In fact, the robot is a tube of soft material folded inside itself, like an inside-out sock, that grows in one direction when the material at the front of the tube everts, as the tube becomes right-side-out. In the prototypes, the material was a thin, cheap plastic and the robot body everted when the scientists pumped pressurized air into the stationary end. In other versions, fluid could replace the pressurized air.

What makes this robot design extremely useful is that the design results in movement of the tip without movement of the body.

Elliot Hawkes, a visiting assistant professor from the University of California, Santa Barbara and lead author of the paper said: “The body can be stuck to the environment or jammed between rocks, but that doesn’t stop the robot because the tip can continue to progress as new material is added to the end.”

Tests were carried out, requiring the robot to grow through an obstacle course, where it traveled over flypaper, sticky glue and nails and up an ice wall to deliver a sensor, which could potentially sense carbon dioxide produced by trapped survivors. It successfully completed this course even though it was punctured by the nails.
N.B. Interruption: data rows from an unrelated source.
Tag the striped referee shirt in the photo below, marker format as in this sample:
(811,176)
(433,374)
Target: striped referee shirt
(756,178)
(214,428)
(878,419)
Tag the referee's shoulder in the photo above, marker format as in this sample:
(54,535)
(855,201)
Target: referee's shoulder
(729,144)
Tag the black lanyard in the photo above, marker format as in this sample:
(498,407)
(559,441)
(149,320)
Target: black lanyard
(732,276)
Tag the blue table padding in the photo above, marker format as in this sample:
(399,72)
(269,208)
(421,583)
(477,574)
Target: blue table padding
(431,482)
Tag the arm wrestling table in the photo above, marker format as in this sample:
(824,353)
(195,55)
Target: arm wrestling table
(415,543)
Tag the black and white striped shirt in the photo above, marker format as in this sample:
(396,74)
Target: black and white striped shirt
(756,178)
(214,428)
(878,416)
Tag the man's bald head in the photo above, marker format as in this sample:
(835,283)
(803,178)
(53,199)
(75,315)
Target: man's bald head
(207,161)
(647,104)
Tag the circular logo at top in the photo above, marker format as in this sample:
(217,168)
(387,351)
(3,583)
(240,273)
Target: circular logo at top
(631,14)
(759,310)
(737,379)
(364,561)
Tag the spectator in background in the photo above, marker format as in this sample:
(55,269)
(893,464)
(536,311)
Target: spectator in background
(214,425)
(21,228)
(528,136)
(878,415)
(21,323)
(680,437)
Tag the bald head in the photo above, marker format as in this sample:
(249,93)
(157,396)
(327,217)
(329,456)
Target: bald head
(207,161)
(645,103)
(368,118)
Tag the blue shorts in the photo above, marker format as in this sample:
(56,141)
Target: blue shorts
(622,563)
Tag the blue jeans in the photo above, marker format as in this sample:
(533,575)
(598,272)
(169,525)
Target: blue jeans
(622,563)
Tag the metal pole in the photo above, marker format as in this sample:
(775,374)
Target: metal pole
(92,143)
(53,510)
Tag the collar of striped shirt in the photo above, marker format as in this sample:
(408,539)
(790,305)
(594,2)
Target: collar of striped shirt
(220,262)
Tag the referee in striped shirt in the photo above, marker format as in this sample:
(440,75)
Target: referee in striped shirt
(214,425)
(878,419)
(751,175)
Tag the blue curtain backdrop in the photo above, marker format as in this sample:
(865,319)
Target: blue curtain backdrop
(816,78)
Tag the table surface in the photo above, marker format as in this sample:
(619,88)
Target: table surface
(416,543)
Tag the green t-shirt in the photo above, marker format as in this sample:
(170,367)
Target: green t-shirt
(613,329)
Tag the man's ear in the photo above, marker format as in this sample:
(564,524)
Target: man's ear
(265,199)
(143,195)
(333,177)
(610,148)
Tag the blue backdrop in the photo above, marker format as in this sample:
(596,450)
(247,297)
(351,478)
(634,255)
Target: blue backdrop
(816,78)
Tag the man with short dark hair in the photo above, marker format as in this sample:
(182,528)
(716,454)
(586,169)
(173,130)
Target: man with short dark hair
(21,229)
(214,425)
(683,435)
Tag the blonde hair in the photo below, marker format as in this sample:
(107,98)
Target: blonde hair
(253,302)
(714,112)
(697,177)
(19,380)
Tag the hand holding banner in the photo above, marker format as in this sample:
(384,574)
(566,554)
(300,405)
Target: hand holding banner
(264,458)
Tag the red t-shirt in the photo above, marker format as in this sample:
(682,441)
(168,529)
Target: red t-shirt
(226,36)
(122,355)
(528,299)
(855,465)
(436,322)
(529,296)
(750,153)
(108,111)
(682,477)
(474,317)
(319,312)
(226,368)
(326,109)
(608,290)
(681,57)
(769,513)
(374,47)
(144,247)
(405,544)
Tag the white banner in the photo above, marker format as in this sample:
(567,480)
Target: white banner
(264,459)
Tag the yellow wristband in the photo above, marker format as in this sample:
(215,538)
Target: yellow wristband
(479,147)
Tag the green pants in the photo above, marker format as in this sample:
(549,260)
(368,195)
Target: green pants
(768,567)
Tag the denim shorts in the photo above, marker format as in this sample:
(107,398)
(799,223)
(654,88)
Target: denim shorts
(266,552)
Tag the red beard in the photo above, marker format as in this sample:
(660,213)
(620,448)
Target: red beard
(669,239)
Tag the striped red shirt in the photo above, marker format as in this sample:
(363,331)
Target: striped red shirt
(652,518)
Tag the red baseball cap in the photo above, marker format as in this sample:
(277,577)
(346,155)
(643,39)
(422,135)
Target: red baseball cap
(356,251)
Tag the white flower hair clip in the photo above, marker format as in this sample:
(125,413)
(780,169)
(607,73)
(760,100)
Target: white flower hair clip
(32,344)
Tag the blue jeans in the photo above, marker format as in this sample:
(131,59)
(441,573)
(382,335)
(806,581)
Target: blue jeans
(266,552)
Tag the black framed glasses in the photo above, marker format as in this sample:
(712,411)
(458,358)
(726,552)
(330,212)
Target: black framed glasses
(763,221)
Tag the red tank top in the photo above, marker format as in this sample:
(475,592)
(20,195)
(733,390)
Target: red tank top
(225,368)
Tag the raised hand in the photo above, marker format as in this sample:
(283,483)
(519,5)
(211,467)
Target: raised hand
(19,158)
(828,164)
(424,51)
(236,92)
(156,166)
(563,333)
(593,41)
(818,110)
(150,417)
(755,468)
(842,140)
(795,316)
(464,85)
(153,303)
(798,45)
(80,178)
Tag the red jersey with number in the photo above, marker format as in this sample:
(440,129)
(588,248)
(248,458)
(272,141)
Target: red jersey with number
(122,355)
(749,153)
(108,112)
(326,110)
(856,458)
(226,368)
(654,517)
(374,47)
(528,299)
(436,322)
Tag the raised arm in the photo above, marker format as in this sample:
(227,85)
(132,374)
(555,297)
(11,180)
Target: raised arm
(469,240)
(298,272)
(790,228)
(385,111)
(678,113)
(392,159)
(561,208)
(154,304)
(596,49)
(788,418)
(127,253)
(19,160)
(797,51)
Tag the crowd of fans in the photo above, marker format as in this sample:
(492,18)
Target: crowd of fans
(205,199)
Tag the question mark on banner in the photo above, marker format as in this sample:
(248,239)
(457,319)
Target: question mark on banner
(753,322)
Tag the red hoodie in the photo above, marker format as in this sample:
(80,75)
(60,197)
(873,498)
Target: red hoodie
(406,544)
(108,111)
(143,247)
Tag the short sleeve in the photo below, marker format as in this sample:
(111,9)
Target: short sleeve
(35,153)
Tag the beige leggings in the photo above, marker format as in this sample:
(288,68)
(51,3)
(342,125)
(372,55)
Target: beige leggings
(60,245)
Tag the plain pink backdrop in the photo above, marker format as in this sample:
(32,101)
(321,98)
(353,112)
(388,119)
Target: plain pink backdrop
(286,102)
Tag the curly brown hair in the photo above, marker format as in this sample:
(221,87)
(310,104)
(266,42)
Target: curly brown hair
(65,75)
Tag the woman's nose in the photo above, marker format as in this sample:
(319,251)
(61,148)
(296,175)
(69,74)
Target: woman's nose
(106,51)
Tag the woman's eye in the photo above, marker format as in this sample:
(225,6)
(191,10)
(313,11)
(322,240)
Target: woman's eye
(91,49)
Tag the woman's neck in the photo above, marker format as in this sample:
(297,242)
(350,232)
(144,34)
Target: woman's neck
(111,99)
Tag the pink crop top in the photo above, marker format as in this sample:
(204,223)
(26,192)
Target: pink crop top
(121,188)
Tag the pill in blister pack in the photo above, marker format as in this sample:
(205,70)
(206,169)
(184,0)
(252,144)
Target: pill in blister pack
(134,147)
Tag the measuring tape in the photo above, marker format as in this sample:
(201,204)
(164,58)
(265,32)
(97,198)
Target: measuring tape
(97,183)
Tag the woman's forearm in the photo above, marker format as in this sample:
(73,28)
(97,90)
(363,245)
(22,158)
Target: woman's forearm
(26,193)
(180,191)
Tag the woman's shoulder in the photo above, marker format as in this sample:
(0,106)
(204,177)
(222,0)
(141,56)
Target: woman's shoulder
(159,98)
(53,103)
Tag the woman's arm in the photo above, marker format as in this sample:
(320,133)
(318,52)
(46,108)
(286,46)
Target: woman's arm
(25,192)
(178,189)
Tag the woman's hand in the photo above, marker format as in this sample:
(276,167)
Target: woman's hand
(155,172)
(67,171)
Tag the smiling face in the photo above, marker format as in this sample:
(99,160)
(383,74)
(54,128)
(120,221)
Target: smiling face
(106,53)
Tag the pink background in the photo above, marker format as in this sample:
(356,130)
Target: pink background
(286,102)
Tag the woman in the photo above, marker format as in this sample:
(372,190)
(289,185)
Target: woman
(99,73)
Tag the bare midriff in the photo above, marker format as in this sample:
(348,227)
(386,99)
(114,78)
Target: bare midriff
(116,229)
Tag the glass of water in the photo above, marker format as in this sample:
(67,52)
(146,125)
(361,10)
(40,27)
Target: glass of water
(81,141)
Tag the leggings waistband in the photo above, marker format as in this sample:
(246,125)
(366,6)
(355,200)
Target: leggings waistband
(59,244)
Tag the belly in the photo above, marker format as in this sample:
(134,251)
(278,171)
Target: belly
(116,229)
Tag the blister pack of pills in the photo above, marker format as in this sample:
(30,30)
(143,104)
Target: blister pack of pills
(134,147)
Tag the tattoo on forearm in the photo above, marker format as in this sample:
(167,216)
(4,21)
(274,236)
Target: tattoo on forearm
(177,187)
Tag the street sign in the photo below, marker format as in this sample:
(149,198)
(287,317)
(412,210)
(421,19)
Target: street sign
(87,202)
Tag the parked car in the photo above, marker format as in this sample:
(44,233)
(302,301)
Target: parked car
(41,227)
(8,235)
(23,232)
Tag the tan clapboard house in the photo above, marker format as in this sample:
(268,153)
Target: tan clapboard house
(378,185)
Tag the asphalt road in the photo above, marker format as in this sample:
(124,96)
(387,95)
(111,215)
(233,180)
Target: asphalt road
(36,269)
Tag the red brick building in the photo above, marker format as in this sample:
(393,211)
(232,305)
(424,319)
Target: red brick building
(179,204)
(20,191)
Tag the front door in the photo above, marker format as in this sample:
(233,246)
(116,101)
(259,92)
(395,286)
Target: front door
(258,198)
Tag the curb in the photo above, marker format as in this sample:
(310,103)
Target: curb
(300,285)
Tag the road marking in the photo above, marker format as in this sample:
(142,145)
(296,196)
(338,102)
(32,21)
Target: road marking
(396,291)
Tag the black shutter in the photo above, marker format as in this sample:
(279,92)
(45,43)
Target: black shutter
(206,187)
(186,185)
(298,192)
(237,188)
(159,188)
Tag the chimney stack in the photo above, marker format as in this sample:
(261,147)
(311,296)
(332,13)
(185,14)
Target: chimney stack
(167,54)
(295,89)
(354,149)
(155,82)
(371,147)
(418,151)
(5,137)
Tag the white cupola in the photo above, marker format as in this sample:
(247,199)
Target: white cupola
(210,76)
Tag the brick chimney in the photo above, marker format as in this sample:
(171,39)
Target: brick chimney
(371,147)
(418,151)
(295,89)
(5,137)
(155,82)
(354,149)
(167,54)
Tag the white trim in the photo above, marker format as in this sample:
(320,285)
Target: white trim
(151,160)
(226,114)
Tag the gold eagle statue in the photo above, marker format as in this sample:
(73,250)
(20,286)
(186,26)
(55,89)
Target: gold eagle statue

In other demonstrations, the robot lifted a 100-kilogram crate, grew under a door gap that was 10 percent of its diameter and spiraled on itself to form a free-standing structure that then sent out a radio signal. The robot also maneuvered through the space above a dropped ceiling, which showed how it was able to navigate unknown obstacles as a robot like this might have to do in walls, under roads or inside pipes. Further, it pulled a cable through its body while growing above the dropped ceiling, offering a new method for routing wires in tight spaces.

The robot can move through a difficult environment, where the features are unpredictable and there are unknown spaces.

The researchers developed a software system that based direction decisions on images coming in from a camera at the tip of the robot.